Bradley Central beat Tyner, 7-0, when quarterback Brett Standifer, a transfer from Soddy-Daisy, hit wide receiver Dee Crisp on a 24-yard touchdown strike.

In that game, the Bears’ senior safety Baylor Terrell intercepted two passes.

“I’m glad to have the ability to play like I did tonight,” Terrell said. “I didn’t have any interceptions last season because I didn’t play much defense. I started as a slot back and tailback. I want to give everything I have on every play. That’s the key for me.”

Herink, Jones in mid-season form: Cleveland’s talented quarterback Austin Herink and wide receiver D.J. Jones, both seniors, hooked up on a 79-yard touchdown strike in a 14-0 win over Boyd-Buchanan.

“It was fun,” Herink said. “It’s such a short period of time that it probably makes us play harder. It was good to see new competition. We’ve already started preparing for McCallie and didn’t spend much time on Boyd-Buchanan.
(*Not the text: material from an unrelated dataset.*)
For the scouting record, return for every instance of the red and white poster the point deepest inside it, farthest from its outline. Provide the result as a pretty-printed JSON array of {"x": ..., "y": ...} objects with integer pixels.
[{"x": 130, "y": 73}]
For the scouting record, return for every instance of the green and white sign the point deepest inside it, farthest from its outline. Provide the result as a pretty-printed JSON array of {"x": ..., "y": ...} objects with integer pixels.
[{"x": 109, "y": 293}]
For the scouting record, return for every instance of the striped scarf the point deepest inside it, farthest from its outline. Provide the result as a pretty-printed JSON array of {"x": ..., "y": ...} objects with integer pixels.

We adjusted and it was a good night.”

Cleveland opens the season on Thursday, hosting McCallie at 7:30 p.m.

Herink, one of the top-rated quarterbacks in the area, completed 4-of-5 passes for 120 yards.
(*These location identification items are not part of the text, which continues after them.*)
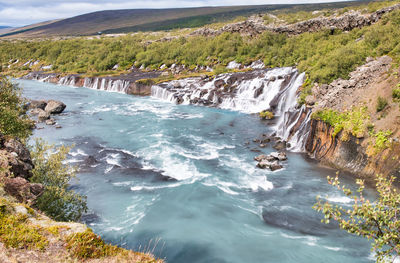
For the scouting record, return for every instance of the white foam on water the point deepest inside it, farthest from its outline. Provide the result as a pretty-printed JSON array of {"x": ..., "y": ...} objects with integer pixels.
[
  {"x": 333, "y": 248},
  {"x": 156, "y": 187},
  {"x": 340, "y": 199},
  {"x": 108, "y": 169},
  {"x": 78, "y": 152},
  {"x": 223, "y": 186},
  {"x": 113, "y": 159}
]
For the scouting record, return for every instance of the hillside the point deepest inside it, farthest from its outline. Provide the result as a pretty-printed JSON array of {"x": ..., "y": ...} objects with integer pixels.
[{"x": 133, "y": 20}]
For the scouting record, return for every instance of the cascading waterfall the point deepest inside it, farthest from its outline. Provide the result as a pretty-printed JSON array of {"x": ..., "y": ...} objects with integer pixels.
[
  {"x": 248, "y": 92},
  {"x": 111, "y": 85},
  {"x": 106, "y": 84}
]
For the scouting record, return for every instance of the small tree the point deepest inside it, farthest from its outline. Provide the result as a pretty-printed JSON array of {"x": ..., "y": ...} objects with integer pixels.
[
  {"x": 13, "y": 120},
  {"x": 58, "y": 200},
  {"x": 377, "y": 220}
]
“I like playing against competition we don’t usually see,” said Jones, who also had an interception. “Austin and me have been together all through high school – he went to Cleveland Middle and I went to Ocoee Middle – and we feel real comfortable with each other now. He’ll put the ball in the right spot and I’ll go get it.”

The Blue Raiders’ other score came on a 30-yard run by Raekwon Bunion.

Attention-grabbing tackle: McCallie’s senior defensive back C.J. Fritz’s jaw-jarring hit against a Signal Mountain player brought loud oohs and aahs from the fans.

Fans could easily hear the impact in the mostly empty stadium. They could almost feel it.

“That felt real good,” Fritz said. “I got a clear shot. We didn’t do so well early, but played well toward the end. It was good experience for us.”

Defensive back Myles Patton also blasted an Eagles runner a few moments before Fritz’s sledgehammer strike.

The Blue Tornado’s Paul Silverblatt broke a long run for the game’s only touchdown.

Silverblatt’s teammate, Javaughn Craig also had a touchdown run on the final play that was negated by a penalty.